存在着非同於“靈氣”的“玄氣”,而且,似乎“玄氣”對“靈氣”有着極大的侵蝕作用?

存在着建立在“玄氣”基礎上的修鍊體系,只是,似乎這裡的修士對同樣是靈力充沛的“靈石”有着同樣的用處?

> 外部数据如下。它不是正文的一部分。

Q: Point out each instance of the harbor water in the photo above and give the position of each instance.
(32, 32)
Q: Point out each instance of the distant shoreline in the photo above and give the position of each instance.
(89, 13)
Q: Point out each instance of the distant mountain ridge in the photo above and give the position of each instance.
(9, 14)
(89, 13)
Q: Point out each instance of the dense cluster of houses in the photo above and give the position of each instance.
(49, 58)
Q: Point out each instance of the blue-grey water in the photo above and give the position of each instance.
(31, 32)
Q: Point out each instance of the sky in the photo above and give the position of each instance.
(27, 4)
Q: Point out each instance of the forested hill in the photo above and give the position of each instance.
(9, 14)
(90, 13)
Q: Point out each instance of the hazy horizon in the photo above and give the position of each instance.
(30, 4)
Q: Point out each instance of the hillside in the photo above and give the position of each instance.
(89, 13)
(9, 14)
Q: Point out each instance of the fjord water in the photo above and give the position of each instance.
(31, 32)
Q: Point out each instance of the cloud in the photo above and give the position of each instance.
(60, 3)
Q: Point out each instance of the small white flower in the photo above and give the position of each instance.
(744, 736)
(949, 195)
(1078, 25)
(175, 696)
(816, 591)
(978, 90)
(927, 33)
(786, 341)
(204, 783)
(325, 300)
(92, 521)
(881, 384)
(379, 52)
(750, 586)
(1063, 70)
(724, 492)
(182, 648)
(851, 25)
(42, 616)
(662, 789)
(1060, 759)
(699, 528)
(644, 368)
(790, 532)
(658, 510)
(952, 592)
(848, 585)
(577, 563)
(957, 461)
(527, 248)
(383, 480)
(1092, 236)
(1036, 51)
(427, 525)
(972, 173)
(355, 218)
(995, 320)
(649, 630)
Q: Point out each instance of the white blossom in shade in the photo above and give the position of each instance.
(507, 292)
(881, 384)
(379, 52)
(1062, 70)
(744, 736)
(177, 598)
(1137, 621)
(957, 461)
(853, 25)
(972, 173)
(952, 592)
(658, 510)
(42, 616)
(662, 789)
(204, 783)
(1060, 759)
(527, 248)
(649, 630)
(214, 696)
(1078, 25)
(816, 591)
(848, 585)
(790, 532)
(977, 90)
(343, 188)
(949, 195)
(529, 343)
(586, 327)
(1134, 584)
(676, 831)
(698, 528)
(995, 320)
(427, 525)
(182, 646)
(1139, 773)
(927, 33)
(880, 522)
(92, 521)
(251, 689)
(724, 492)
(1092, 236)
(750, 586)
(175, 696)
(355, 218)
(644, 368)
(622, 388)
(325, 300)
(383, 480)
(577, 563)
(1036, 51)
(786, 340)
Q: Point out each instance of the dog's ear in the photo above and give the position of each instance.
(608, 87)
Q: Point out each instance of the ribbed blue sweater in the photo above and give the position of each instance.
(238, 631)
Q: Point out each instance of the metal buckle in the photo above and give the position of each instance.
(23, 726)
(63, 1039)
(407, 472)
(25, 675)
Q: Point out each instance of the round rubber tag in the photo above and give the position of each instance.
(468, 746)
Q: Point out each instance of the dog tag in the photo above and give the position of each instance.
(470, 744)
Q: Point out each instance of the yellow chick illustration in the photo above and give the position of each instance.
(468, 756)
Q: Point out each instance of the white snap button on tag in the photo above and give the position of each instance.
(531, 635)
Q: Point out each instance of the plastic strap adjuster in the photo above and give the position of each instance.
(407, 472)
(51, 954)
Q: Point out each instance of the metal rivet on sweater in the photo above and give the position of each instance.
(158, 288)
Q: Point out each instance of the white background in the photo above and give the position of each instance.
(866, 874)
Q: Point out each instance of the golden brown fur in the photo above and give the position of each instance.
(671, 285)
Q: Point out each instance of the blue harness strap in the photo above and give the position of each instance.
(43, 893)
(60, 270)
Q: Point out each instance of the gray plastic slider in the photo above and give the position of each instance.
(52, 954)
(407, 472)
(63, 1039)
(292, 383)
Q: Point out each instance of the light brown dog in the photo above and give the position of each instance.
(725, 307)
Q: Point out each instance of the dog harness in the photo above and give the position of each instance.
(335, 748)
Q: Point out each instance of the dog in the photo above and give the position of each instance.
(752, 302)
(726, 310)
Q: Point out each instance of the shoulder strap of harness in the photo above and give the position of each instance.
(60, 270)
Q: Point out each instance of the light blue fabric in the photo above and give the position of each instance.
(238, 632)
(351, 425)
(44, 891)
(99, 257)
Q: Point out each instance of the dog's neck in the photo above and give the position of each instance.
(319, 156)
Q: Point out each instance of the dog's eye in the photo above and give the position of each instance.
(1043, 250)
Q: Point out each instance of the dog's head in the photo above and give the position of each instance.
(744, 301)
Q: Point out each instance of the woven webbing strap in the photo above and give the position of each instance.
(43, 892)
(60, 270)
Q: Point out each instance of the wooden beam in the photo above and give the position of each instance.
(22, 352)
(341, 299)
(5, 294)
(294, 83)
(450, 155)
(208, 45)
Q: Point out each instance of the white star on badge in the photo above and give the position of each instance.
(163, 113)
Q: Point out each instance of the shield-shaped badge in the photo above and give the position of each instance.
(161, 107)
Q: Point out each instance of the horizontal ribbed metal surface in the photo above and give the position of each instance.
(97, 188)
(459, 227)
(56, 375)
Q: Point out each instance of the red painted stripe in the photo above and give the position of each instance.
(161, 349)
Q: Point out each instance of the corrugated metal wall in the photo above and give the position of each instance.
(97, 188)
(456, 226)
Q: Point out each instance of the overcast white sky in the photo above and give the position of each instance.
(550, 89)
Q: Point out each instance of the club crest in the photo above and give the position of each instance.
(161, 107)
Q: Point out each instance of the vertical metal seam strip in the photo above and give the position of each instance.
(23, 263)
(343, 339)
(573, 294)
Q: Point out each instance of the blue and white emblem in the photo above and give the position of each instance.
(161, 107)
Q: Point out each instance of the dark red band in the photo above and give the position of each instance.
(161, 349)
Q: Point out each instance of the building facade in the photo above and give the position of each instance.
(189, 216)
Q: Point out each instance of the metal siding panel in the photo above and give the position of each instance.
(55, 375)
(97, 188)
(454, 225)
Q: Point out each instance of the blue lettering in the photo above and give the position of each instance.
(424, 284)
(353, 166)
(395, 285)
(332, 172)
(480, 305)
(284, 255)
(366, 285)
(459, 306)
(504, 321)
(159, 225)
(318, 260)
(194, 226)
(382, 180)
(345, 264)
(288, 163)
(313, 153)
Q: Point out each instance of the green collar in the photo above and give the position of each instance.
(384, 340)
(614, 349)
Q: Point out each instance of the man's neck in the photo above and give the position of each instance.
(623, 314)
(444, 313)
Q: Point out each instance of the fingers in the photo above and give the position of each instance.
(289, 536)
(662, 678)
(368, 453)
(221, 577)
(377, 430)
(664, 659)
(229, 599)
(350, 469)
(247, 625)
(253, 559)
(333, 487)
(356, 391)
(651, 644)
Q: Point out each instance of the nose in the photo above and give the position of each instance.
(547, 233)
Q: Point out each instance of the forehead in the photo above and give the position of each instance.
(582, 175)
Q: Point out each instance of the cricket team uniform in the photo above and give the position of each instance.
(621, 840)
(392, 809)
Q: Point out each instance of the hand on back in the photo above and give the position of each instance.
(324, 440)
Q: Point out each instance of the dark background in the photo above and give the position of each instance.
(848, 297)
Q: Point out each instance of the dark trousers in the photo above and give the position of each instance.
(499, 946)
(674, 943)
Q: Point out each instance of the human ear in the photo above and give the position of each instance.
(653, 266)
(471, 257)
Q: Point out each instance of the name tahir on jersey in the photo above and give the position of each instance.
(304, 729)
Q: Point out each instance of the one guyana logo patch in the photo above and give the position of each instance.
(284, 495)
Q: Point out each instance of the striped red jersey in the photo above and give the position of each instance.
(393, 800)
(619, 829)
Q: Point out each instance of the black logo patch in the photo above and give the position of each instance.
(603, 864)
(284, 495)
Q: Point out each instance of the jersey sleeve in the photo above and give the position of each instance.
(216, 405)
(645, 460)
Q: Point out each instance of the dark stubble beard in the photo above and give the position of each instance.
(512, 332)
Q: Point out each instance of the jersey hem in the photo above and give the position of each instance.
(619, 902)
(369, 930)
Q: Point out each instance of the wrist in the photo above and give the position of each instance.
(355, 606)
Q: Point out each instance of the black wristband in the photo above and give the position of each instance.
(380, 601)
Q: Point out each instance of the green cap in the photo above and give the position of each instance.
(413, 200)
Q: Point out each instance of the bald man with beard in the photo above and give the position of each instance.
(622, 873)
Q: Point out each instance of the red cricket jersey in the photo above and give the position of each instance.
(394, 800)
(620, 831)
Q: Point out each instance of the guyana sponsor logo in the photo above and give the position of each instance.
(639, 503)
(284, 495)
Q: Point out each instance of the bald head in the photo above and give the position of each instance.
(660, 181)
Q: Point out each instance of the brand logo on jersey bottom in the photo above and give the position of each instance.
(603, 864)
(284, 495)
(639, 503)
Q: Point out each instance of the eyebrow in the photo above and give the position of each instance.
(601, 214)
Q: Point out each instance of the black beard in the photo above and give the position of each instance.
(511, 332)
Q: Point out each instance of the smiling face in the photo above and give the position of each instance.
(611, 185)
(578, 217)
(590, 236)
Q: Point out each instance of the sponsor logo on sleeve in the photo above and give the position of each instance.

存在着未知實力、未知組織架構的“一城三十六玄門”,不過,那個能發現異種氣息的“城主”,似乎要更強?

等等!

一團糟!大概是糟到不能再糟了!

要想解開心中的重重迷惑,唯有生存下去,才有可能知曉答案!

獨孤鶴軒凌亂了,顯得有力無處使。在走向蠍谷的時候,行走的很慢,盡量將所遇所見在腦海中過的清清楚楚,盡量預估接下來可能發生的事情。

無疑,接下來最可能發生的事情,便是八人走上逃亡之路。可是,如果不搞清楚神秘的牆中的秘密,豈能有退路?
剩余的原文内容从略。